Hace unas semanas me llamó una persona que solía acudir a mi consulta hace años; cambiaron las circunstancias y se dejaron las sesiones, aunque quedaron contactos ocasionales. Al cabo de unos años me llamó para decirme que recordaba con mucho cariño aquellos meses, que sobre todo recordaba cómo le escuchaba y eso le ayudó. Hacía unos días se había encontrado con un conocido, y le recomendó acudir a una psicóloga o psicólogo, porque desde su experiencia «ayuda mucho que te escuchen».
Esa llamada me llenó de una profunda alegría, porque al desarrollarme en este oficio, una de las cualidades esenciales que siento que más he aprendido, sigo aprendiendo, y más es necesario cultivar es la escucha. Escuchar es una acción, un acto de voluntad y de intención y de atención plena. Le acompaña el interés genuino, el respeto y la aceptación incondicional. Es un elemento esencial para co-crear un espacio seguro, en el que ir mostrándose tal cual se es, con las dificultades, las incertezas, y las certezas… un espacio seguro en el que desvelar. Es en la escucha, que puedo escucharme. Es en el encuentro con otra persona, dónde me encuentro. Ese es el arte de este oficio.
Tiene un sentido muy especial para mi, porque a lo largo de mi trayectoria he evocado muchas veces un fragmento de una historia infantil, que me emocionó especialmente de adulta: Momo, de Michael Ende:
«Momo sabía escuchar de tal manera que a la gente tonta se le ocurrían, de repente, ideas muy inteligentes. No porque dijera o preguntara algo que llevara a los demás a pensar esas ideas, no: simplemente estaba allí y escuchaba con toda su atención y toda su simpatía. Mientras tanto miraba a la otra persona con sus grandes ojos negros y la otra en cuestión notaba de inmediato cómo se le ocurrían pensamientos que nunca hubiera creído que estaban en su interior.
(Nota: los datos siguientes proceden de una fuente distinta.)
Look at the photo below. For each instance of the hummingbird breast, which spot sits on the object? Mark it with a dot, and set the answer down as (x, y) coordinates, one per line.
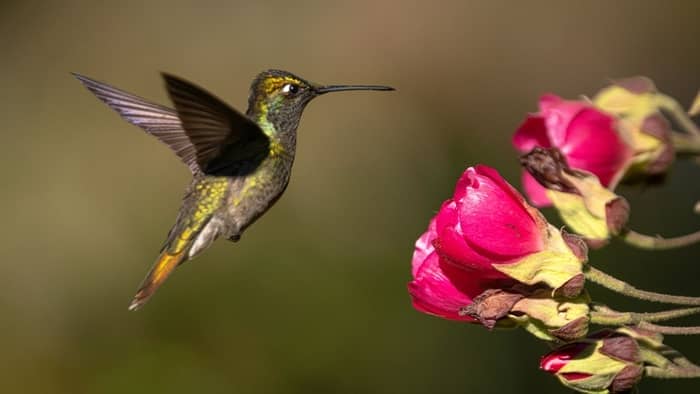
(252, 195)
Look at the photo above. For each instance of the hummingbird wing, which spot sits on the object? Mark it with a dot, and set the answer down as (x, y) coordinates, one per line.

Sabía escuchar de tal manera que la gente perpleja o indecisa sabía muy bien, de repente, qué era lo que quería. O las tímidas se sentían de súbito muy libres y valerosas. O las desgraciadas y agobiadas se volvían confiadas y alegres. Y si alguien creía que su vida estaba totalmente perdida y que era insignificante y que no era más que una más entre millones, y que no importaba nada y se podía sustituir con la misma facilidad que una maceta rota, iba y le contaba todo esto a la pequeña Momo, y le resultaba claro, de modo misterioso mientras hablaba, que tal como era sólo había una entre todas y que, por eso, era importante, a su manera, para el mundo. ¡Así sabía escuchar Momo!.
Momo escuchaba a todos: a perros y a gatos, a grillos y a ranas, incluso a la lluvia y al viento en los árboles. Y todos le hablaban en su propia lengua.
Algunas noches, cuando ya se habían ido a sus casas todas sus amigas y sus amigos, se quedaba sola en el gran círculo de piedra del viejo teatro sobre el que se alzaba la gran cúpula estrellada del cielo y escuchaba el enorme silencio.
Entonces le parecía que estaba en el centro de una gran oreja, que escuchaba el universo de estrellas. Y también que oía una música callada, pero aún así muy impresionante, que le llegaba muy adentro, al alma.
En esas noches solía soñar cosas especialmente hermosas.
Y quién ahora siga creyendo que el escuchar no tiene nada de especial, que pruebe, a ver si sabe hacerlo tan bien.»